Ora, se guardiamo solo alla ricorrenza storica, il richiamo al trono, all'altare e anche ai diavoli può assumere una connotazione innocua, o per così dire semplicemente folcloristica. Può però anche caricarsi di una simbologia assai ingombrante lungo la linea che, dal famigerato “Gott mit uns” di stampo nazista, oggi si allarga fino a suggerire la rinascita dell'ideale teocratico, tristemente in auge in alcune società completamente assoggettate ad una variante assolutistica dell'Islam.

Il nesso è stato opportunamente fatto notare al margine della polemica che, nei giorni scorsi, ha coinvolto l'Heimatbund e la Caritas. A fronte della richiesta, avanzata dall'associazione patriottica, di divulgare tra gli immigrati il significato dell'usanza locale, i responsabili della Caritas hanno ribattuto in modo opportuno: “Serve prudenza nel collegare Dio e politica, religione e guerra, soprattutto di fronte a persone che sono state perseguitate accampando motivi religiosi in un mondo dove molti fanno ancora guerre in nome di Dio”.

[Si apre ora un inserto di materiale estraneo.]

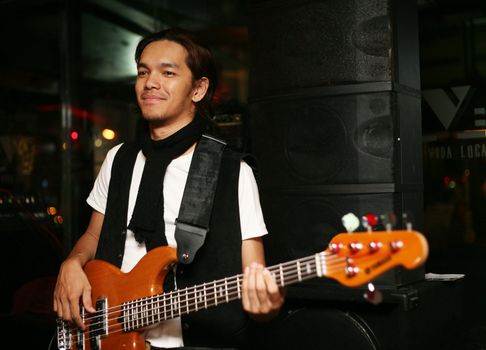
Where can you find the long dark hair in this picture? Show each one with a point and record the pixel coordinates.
(199, 60)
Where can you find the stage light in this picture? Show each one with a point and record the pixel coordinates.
(108, 134)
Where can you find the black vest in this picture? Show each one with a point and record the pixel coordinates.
(220, 256)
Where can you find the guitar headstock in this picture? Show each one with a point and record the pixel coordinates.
(356, 258)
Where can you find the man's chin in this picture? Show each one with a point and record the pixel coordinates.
(155, 120)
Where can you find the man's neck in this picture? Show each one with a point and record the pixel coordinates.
(160, 130)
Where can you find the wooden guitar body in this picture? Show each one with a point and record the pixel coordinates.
(110, 284)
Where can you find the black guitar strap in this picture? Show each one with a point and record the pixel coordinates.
(192, 223)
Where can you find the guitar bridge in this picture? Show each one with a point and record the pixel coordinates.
(63, 335)
(98, 324)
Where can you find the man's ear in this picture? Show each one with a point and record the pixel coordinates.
(200, 88)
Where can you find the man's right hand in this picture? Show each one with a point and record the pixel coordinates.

Da quest'ultimo punto di vista non sarebbe male se, per una volta, gli addetti alla difesa delle nostre tradizioni imparassero a non scherzare col fuoco (è il caso di dirlo) e diventassero consapevoli di quali tragici paradossi può macchiarsi la predica dell'integrazione se viene utilizzata la porta sbagliata. Con una parabola: dare da bere agli assetati vuol dire porgere loro un bicchiere d'acqua potabile, non risospingerli nel mare salato dal quale sono stati appena tratti in salvo.